More importantly let us see how it performs as a classifier on the test data

In [14]:
spacy_pred = []
for text in X_test['text']:
    doc = nlp(text)
    if len(doc.ents)>0:
        spacy_pred.append(1)
    else:
        spacy_pred.append(0)
X_test['spacy_pred']=spacy_pred

A value is trying to be set on a copy of a slice from a DataFrame.
Try using .loc[row_indexer,col_indexer] = value instead

See the caveats in the documentation: https://pandas.pydata.org/pandas-docs/stable/user_guide/indexing.html#returning-a-view-versus-a-copy
  X_test['spacy_pred']=spacy_pred



We can have a look at the scores.

In [15]:
y_true = y_test
y_pred = X_test['spacy_pred']

acc = accuracy_score(y_true, y_pred)
f1 = f1_score(y_true,y_pred)
precision = precision_score(y_true, y_pred)
recall = recall_score(y_true,y_pred)

print(f""" Accuracy score: {acc}
F1 score: {f1}
Precision: {precision}
Recall: {recall}
""")

 Accuracy score: 0.8333333333333334
F1 score: 0.8222222222222222
Precision: 0.8809523809523809
Recall: 0.7708333333333334



As a binary classifier, the spacy NER trained is not better than the sklearn model used in the implementation.
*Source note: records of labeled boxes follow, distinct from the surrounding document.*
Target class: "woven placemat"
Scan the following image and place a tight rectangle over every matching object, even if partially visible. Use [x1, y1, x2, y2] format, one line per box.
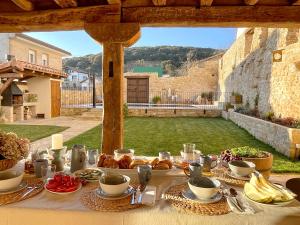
[80, 184, 143, 212]
[0, 177, 44, 206]
[164, 184, 230, 216]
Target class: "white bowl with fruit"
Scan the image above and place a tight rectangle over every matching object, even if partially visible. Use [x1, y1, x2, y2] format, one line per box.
[45, 173, 82, 195]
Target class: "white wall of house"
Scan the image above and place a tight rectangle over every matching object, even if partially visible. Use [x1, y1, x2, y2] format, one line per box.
[27, 77, 51, 118]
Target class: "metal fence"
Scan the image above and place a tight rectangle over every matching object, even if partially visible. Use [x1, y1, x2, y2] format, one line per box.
[61, 87, 230, 108]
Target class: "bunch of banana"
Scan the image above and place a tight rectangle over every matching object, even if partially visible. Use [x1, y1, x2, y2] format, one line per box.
[244, 172, 295, 203]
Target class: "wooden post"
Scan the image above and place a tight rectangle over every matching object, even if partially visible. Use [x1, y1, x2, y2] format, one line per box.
[85, 23, 140, 155]
[102, 42, 124, 154]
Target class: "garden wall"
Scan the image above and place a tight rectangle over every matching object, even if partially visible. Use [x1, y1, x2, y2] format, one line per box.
[218, 28, 300, 119]
[223, 110, 300, 158]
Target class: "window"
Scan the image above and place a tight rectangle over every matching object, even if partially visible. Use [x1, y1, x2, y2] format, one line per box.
[28, 50, 35, 64]
[42, 54, 48, 66]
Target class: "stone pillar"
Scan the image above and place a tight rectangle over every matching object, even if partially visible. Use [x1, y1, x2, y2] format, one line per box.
[85, 23, 140, 155]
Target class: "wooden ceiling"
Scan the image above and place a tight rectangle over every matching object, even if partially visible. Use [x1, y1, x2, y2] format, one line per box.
[0, 0, 300, 32]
We now visualize some of the output of the NER using displacy.

In [19]:
from spacy import displacy

In [20]:
for text in X_test['text'][:20]:
    doc = nlp(text)
    displacy.render(doc, style="ent", jupyter=True)




## Conclusion

While many expressions used on the training data are indicative of the presence of the metric nearby, they are not suitable for the extraction of the metric itself (e.g. average headcount). And therefore the training data used for the binary classifier cannot be the same as one used for the NER.

To refine this we suggest the we train a model to look for cardinal entities using SpaCy on the text already classified as containing the number of employees.